I am interested in using the GemNet versions in the fairchem repository due to their optimization for multiple GPUs. I would appreciate your guidance on using both versions of the model (gemnet_gp and gemnet_oc). My intention is to use them both for making predictions of energy and forces as well as for performing molecular dynamics. To be more concise, allow me to pose the following questions:

  1. What is the relevance of the LMDB files required for both models in the base.yml file?
  2. What information do both the s2ef files and the LMDB files contain? Do your versions of GemNet incorporate the use of information that Gasteiger’s original version did not use, or is the exact same information used for both performing inferences and dynamics?
  3. Are there specific LMDB files for s2ef to train and test the model? This question arises because, in the download_data.py file, the only files of this format for s2ef are apparently those marked as ‘test’.
  4. If to use your versions of GemNet I need to convert my data into .XYZ format as used by the original model version or my s2ef data to LMDB data, after performing this conversion is it only necessary to set its path in the ‘base.yml’ file to make full use of both versions? (This is considering using the model for any molecular structure that requires investigation with my own data.) Do you have publicly available code to perform these conversions into the data format?
  5. What would be the reasons to choose the gemnet_gp model over the gemnet_oc model or vice versa?
  6. Is the command to use the gemnet_oc model analogous to that for gemnet_gp? (python main.py --mode train --config-yml configs/s2ef/all/gp_gemnet/gp-gemnet-xl.yml --distributed --num-nodes 32 --num-gpus 8 --gp-gpus 4)
  7. If its use is not analogous, how can I use the gemnet_oc model?

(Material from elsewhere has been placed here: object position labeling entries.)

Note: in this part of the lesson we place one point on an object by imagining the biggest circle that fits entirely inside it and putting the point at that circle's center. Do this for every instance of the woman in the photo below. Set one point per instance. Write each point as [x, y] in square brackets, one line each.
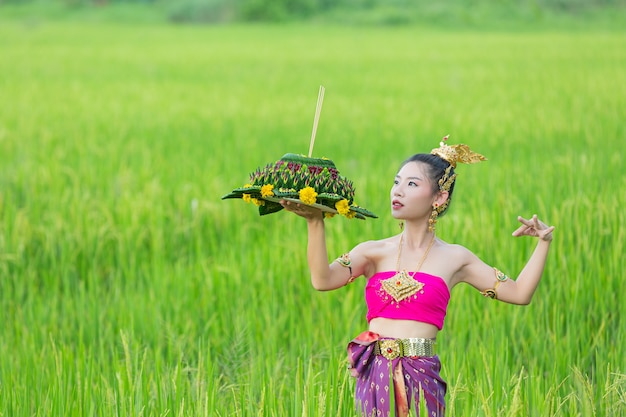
[409, 278]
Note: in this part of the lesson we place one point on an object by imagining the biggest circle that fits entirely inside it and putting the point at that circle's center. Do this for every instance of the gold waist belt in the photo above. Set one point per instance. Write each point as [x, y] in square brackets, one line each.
[393, 348]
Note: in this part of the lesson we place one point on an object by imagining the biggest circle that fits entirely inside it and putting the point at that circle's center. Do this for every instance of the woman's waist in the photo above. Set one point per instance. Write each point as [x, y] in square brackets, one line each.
[402, 329]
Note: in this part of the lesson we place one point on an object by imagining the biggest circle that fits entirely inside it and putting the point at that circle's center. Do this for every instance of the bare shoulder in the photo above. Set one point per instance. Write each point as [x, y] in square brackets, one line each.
[448, 260]
[377, 255]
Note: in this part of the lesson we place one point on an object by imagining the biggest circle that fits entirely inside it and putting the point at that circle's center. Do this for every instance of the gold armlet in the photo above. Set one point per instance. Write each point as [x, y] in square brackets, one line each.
[345, 261]
[492, 292]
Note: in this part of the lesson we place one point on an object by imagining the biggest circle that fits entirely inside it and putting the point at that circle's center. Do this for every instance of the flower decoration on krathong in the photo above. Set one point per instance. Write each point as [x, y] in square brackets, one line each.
[310, 181]
[266, 190]
[308, 195]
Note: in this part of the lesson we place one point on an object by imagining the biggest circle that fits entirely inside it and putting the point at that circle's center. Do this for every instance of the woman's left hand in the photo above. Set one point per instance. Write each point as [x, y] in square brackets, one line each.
[534, 227]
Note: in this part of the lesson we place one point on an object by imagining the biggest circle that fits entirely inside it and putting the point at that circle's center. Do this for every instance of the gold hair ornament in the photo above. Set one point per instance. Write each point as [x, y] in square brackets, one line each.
[457, 153]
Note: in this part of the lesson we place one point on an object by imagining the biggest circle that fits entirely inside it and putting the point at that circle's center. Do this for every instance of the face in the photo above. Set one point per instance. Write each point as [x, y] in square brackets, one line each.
[412, 193]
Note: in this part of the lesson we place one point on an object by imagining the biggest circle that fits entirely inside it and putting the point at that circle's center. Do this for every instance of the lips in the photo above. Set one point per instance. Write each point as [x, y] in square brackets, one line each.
[395, 204]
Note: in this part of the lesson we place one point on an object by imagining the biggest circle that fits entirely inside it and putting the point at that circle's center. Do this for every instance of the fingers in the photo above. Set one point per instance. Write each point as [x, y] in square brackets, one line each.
[533, 227]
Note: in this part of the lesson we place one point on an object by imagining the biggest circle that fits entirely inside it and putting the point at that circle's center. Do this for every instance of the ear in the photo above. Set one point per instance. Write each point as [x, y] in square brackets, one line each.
[441, 198]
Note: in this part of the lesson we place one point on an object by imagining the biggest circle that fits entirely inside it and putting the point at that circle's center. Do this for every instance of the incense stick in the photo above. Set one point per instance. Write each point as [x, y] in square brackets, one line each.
[318, 110]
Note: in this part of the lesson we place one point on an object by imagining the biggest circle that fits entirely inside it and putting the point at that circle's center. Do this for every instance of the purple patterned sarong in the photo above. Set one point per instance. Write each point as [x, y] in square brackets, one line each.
[374, 376]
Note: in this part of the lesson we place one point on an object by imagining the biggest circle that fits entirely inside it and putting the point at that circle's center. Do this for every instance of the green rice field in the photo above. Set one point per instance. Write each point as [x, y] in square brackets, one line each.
[129, 288]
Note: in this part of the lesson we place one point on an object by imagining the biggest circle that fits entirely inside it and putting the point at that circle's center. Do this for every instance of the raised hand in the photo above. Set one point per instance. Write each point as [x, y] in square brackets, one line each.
[302, 210]
[534, 227]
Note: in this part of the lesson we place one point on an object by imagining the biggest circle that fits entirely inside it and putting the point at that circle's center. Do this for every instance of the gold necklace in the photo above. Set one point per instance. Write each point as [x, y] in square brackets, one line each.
[402, 286]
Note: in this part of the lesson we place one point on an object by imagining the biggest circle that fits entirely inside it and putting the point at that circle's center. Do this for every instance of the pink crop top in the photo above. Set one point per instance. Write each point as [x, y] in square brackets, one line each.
[429, 304]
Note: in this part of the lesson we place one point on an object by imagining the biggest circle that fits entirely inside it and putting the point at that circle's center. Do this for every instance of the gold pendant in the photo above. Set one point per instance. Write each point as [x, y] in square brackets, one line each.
[401, 286]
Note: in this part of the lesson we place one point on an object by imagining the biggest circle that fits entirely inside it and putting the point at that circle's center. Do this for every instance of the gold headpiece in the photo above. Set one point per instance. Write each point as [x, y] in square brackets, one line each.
[457, 153]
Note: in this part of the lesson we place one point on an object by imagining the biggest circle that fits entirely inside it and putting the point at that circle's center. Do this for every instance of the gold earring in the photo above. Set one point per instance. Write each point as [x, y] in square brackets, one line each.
[433, 218]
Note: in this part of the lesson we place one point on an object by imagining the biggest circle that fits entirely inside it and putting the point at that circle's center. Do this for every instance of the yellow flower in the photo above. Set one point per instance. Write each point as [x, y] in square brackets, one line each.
[266, 190]
[308, 195]
[343, 207]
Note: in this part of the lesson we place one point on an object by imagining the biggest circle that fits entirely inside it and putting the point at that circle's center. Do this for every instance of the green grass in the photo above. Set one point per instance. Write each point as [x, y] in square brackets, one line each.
[127, 287]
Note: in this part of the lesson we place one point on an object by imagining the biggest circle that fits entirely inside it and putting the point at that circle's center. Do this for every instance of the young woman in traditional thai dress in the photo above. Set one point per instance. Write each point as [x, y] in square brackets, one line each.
[409, 278]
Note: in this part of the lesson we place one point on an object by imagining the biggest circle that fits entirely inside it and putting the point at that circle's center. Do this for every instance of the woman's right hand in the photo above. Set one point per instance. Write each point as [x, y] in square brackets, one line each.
[302, 210]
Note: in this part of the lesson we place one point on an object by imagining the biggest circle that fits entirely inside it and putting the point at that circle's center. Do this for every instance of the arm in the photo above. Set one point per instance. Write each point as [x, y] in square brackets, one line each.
[324, 277]
[520, 290]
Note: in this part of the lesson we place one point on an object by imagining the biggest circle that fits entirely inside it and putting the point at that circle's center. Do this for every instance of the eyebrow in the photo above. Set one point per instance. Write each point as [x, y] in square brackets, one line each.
[410, 178]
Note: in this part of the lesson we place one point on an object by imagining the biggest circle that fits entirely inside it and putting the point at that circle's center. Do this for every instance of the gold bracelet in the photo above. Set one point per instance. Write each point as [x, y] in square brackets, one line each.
[345, 261]
[492, 292]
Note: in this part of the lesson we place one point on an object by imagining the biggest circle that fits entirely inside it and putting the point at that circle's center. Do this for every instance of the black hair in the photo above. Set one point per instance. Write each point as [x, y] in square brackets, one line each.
[436, 169]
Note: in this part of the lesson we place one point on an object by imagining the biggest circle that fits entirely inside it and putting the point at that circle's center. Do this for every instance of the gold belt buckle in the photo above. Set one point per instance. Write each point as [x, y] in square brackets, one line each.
[390, 348]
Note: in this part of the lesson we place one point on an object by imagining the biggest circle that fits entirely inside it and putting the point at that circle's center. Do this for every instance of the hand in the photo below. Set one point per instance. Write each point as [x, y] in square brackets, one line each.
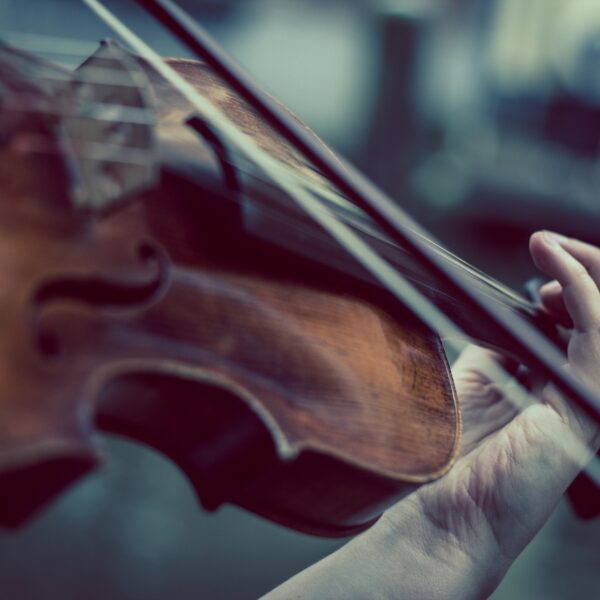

Thank you for your time and attention.

Hi -

  1. The LMDB files are what contain the trianing/validation set. They are used for training/validation/prediction. Definitely check out our tutorial - Making LMDB Datasets (original format, deprecated for ASE LMDBs). Which contains more information on how to create this.

  2. See above for details on what information is used. The GemNet-OC was developed directly in our repo by Gasteiger, so yes it is the same.

  3. The only difference between train/test is that you dont have the labels stored for test - “energy/forces”, as that is what the model should be predicting.

  4. See the tutorial linked above to give you exact steps on how to create these datasets. They don’t specifically need to be xyz. Let us know if you have any questions in the process.

  5. GemNet-GP was designed to scale to very large model sizes ([2203.09697] Towards Training Billion Parameter Graph Neural Networks for Atomic Simulations). I would not use that and just focus on GemNet-OC as it is very accurate and much faster.

  6. Yup the command is exactly the same.

I would encourage you to spend some time going through the documentation - FAIR-Chem overview. If you scroll down you’ll find a variety of tutorials on the left hand side that could be super helpful. For instance, if you are only interested in doing prediction and not particularly in high-throughput we have an ASE calculator interface that allows you to use our models and run ASE simulations trivially - Simple simulations using the OCP ASE calculator.